HOUSE OF REPRESENTATIVES,
March 1, 1831
The bill 'making appropriations for the Indian Department for the year one thousand eight hundred and thirty-one' being under consideration, Mr. BATES of Mass. moved the following amendment: 'That the annuities to the Indian nations or tribes shall be paid hereafter in the way and manner they have usually been paid since the grant thereof, or until said nations or tribes shall respectively otherwise direct.'
Mr. BATES said, he offered this amendment in Committee of the Whole, and in deference to the wishes of the Committee of Ways and Means, and upon the assurance that an opportunity should be afforded in the House, he forbore then to state the ground of it.
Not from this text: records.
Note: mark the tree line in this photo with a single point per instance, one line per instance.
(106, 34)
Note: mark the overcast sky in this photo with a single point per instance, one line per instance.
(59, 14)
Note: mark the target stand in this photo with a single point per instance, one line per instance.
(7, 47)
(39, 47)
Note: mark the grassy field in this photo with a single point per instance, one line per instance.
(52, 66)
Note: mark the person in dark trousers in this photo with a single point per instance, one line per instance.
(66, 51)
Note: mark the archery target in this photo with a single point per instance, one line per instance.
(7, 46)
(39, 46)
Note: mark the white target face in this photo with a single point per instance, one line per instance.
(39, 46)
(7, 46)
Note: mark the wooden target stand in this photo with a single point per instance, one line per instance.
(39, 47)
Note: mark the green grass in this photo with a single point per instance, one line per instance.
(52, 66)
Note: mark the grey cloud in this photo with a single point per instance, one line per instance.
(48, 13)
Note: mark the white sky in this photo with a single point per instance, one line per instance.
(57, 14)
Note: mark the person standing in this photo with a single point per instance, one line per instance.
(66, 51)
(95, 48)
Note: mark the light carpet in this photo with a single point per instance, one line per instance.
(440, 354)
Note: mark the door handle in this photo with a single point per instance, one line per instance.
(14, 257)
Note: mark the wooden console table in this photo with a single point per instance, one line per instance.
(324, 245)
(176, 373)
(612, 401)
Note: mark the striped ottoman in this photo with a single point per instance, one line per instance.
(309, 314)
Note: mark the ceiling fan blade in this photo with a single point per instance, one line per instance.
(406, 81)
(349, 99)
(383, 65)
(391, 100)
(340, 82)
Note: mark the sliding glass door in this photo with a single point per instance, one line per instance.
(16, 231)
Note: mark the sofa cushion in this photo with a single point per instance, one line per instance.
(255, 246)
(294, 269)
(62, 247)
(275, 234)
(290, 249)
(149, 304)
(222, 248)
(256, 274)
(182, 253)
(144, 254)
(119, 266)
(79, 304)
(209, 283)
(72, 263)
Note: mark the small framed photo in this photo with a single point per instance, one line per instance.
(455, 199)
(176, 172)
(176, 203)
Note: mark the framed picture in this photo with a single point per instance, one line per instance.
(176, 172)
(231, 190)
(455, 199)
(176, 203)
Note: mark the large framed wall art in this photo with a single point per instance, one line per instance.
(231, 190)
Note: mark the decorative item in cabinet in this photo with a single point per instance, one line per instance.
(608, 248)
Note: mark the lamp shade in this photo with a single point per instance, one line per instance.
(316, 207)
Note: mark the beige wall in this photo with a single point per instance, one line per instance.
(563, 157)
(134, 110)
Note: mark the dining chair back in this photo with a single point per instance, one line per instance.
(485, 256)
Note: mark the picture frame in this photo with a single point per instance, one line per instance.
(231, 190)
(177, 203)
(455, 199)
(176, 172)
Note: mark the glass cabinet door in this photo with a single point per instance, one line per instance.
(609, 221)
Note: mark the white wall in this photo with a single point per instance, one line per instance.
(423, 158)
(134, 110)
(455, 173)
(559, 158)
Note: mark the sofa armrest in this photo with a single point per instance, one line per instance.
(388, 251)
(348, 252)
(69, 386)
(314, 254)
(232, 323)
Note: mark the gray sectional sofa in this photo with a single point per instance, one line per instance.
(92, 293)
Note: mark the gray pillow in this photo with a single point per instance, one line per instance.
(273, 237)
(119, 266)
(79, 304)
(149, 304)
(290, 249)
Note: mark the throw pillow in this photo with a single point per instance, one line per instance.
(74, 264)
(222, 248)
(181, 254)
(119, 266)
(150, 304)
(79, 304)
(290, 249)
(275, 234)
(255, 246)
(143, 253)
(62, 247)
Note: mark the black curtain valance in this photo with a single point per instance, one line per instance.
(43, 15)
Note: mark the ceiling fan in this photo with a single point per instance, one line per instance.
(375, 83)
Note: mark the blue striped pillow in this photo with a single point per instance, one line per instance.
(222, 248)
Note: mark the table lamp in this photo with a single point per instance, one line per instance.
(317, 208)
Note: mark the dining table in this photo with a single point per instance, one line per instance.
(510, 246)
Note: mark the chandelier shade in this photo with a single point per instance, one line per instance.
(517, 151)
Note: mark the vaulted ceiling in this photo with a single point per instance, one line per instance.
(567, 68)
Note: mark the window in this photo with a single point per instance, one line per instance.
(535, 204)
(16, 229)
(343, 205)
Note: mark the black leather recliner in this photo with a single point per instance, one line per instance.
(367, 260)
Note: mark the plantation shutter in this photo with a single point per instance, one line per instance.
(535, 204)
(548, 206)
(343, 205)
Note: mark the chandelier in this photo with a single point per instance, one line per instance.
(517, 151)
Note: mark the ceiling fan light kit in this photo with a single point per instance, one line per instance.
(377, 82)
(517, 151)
At this late hour of the day, and late day of the session, said Mr. B., I will confine myself strictly to the point, because I do not intend to afford the slightest apology or occasion for a demand of the previous question, as I wish to obtain the judgment of the House distinctly upon the proposition involved in the amendment proposed.
Since the foundation of the Government, said Mr. B., the practice has been one and undeviating-that of paying these Indian annuities to the nations, and not to the individuals composing the nations. This Government has never intermeddled with the disbursement or distribution of them. Sometimes they have been applied by the natives partly for the support of their Government, for the maintenance of their schools, the purchase of agricultural implements, or for any other purpose which was most pleasing to themselves. The annuity to the Cherokees has latterly been paid in to the public treasury of that nation; the annuity to the Creeks has been paid to the headmen of the different towns; and the annuities to the other nations have been paid in the way and manner they thought proper to direct.
In June last an order was issued by the Executive reversing this ancient practice. I will send the order to the Clerk, and thank him to read it. It is a s follows:
DEPARTMENT OF WAR.
18 June, 1830
Sir- The President directs that the practice of paying annuities to the Treasurer of the Cherokee Nation shall henceforth be discontinued; and that, with a view to secure to the mass of the nation their proper proportion of such annuity, the same shall be hereafter paid in every case to the individual respectively entitled that is to say to the chiefs and warriors and common Indians, and their families in the ration in which these several classes are entitles; where there are Indians without families, the payments are to be made to them personally, and not to their chiefs. This mode of distribution is not, under any circumstances to be departed from.
I am, 'c.
P. G. RANDOLPH.
Act. Secretary of War.
TO COL. HUGH MONTGOMERY,
Cherokee Agent, Calhoon, Ten.
This order was not confined to the Cherokees, but, in terms, was issued to the other nations. In January last, the Cherokee delegation were informed by the War Department, 'that the order referred to is not applicable to the annuities of their nation exclusively, but to those of all other tribes entitled to them.'
To say nothing of the difficulty arising from the ambiguous phraseology of this order, the House perceives at once that it takes from the Indian nations the right, and assumes the burden of distributing the Indian annuities. It makes them-chiefs, warriors, and all- the more passive recipients of your bounty, in such proportion as the Executive may see fit to dole out to them.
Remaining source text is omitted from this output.